Re: [Htmlparser-user] stack overflow in toHtml() after removing attributes
Brought to you by:
derrickoswald
|
From: Derrick O. <Der...@Ro...> - 2006-04-03 00:33:46
|
I don't see anything obviously wrong with it...
...it doesn't overflow if you don't remove the attributes?
dust wrote:
>Hello,
>
>
>Am I doing something wrong in the attached code?
>
>I generates stack overflow error when run with the
>default url found in main.
>
>
>
>Exception in thread "main" java.lang.StackOverflowError
> at java.lang.StringBuffer.append(Unknown Source)
> at
>org.htmlparser.lexer.InputStreamSource.getCharacters(InputStreamSource.java:641)
> at org.htmlparser.lexer.Page.getText(Page.java:1021)
> at org.htmlparser.lexer.PageAttribute.getRawValue(PageAttribute.java:384)
> at org.htmlparser.Attribute.toString(Attribute.java:730)
> at org.htmlparser.nodes.TagNode.toHtml(TagNode.java:686)
> at org.htmlparser.tags.CompositeTag.toHtml(CompositeTag.java:177)
> at org.htmlparser.tags.CompositeTag.putEndTagInto(CompositeTag.java:167)
> at org.htmlparser.tags.CompositeTag.toHtml(CompositeTag.java:182)
> at org.htmlparser.tags.CompositeTag.putEndTagInto(CompositeTag.java:167)
> at org.htmlparser.tags.CompositeTag.toHtml(CompositeTag.java:182)
> at org.htmlparser.tags.CompositeTag.putEndTagInto(CompositeTag.java:167)
> at org.htmlparser.tags.CompositeTag.toHtml(CompositeTag.java:182)
> at org.htmlparser.tags.CompositeTag.putEndTagInto(CompositeTag.java:167)
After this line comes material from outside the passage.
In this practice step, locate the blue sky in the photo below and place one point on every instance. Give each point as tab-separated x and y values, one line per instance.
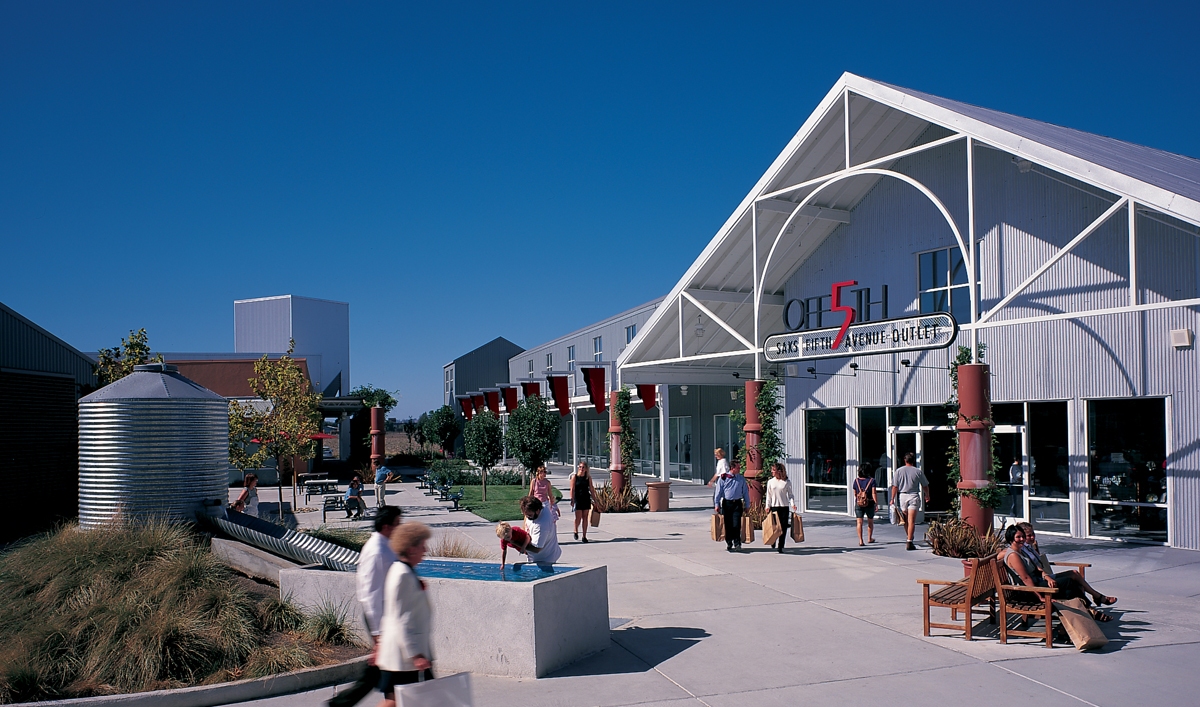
469	171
> at org.htmlparser.tags.CompositeTag.toHtml(CompositeTag.java:182)
>
>etc,
>
>--
>
>
>------------------------------------------------------------------------
>
>import java.util.HashSet;
>import java.util.Set;
>import java.util.Vector;
>
>import org.htmlparser.Attribute;
>import org.htmlparser.Node;
>import org.htmlparser.Parser;
>import org.htmlparser.Tag;
>import org.htmlparser.util.NodeList;
>import org.htmlparser.util.ParserException;
>import org.htmlparser.util.SimpleNodeIterator;
>
>public class HtmlParser
>{
> Parser parser;
>
> public HtmlParser (String link) throws ParserException
> {
> parser = new Parser (link);
> }
>
> public static void main (String[] args) throws ParserException
> {
> String link="http://mips.gsf.de/projects/fungi/fungi_db.html";
> if(args.length>0)
> link=args[0];
>
> HtmlParser htmlParser = new HtmlParser (link);
> String html = htmlParser.parse();
> System.out.println(html);
> }
>
> private String parse() throws ParserException {
>
> NodeList list = parser.parse(null);
>
> recurse(list);
> System.err.println("done, trying toHtml()");
> return list.toHtml();
> }
>
> private NodeList recurse(NodeList list) {
> if(list==null)
> return null;
> Node node;
> SimpleNodeIterator iterator = list.elements();
> while(iterator.hasMoreNodes())
> {
> node = iterator.nextNode();
> if(node==null)
> break;
> if(node instanceof Tag)
> {
> Tag tag = (Tag)node;
> removeAttributes(tag);
> recurse(node.getChildren());
> }
> }
> return null;
> }
>
> static private void removeAttributes(Tag tag) {
> String[] allowedAttrs = {""};
> Set allowed = new HashSet();
> for(int i=0;i<allowedAttrs.length;i++)
> allowed.add(allowedAttrs[i]);
>
> allowed.add(tag.getRawTagName());
> allowed.add("/"+tag.getRawTagName());
>
> Vector attrs = tag.getAttributesEx();
> for(int i=0;i<attrs.size();i++)
> {
> Attribute attr = (Attribute)attrs.get(i);
> if(attr.getName()==null)
> continue;
> if(!allowed.contains(attr.getName()))
> {
> tag.removeAttribute(attr.getName());
> System.out.println("Removed attr: "+attr.getName());
> }
> }
> }
>}
>
>
|